Unfinished Poem
you are like an unfinished poem,
your story has no end,
you are the only thing ive ever been so sure of,
the only person i do not regret.
i used to be so broken, so unsure of what to do.
But then you came along and held me and helped me through.
your finger tips grazed against my skin, and our lips began to brush,
oh how badly i wanted to kiss you, man it mad me nuts,
but, i never knew that i didn't need alcohol to numb the pain, all i needed
was someone like you. someone who cared if i was okay. Someone who went out
of there way to show me that i was a reason why someone stayed.
a few months had past and i was still craving you, wishing you were mine.
i was so scared of change, i was scared that everyone was the same. i remember
your birthday, you showed me off like i was yours. i layed with you as we listened
to some stupid emo shit that everyone ignored.

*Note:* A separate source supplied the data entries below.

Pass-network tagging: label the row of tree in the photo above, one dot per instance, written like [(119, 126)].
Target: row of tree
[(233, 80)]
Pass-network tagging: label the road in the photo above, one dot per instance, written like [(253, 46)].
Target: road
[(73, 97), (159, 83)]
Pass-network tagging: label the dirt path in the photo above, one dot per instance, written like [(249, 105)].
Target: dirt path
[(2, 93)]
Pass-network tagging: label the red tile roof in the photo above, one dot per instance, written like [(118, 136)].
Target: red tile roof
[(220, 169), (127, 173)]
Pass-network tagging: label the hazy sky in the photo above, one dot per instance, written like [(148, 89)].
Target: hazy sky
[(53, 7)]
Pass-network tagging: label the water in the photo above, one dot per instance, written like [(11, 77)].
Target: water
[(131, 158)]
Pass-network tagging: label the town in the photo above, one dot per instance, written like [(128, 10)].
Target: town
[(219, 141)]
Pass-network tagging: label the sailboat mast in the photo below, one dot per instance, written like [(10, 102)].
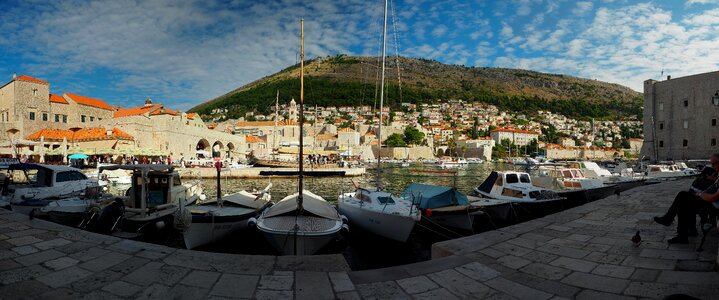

I remember the night
everything changed, the night we kissed. the night i realized i needed you to stay
it was Halloween, how cliche. I could feel the warmth from your cheeks, and your
heart began to beat, i remember the way your hands felt on my face when you tried to
kiss me, i remember the pizza getting in my hair. i remember it all. i remember how
after our first kiss we instantly started to crave more, we didn't want to stop.
my love for you continued to grow with every secret kiss, every secret cuddle,
every serect hangout. Until one night you became mine, i took you to the place
where it all started. I asked you to be mine. i remember when we went with
our friends to the tree and blasted music. I remember when you showed up to my
choir performance with a rose and listen to me sing. i never want this to end, i
don't want to be just a memory that gets old and eventually fades.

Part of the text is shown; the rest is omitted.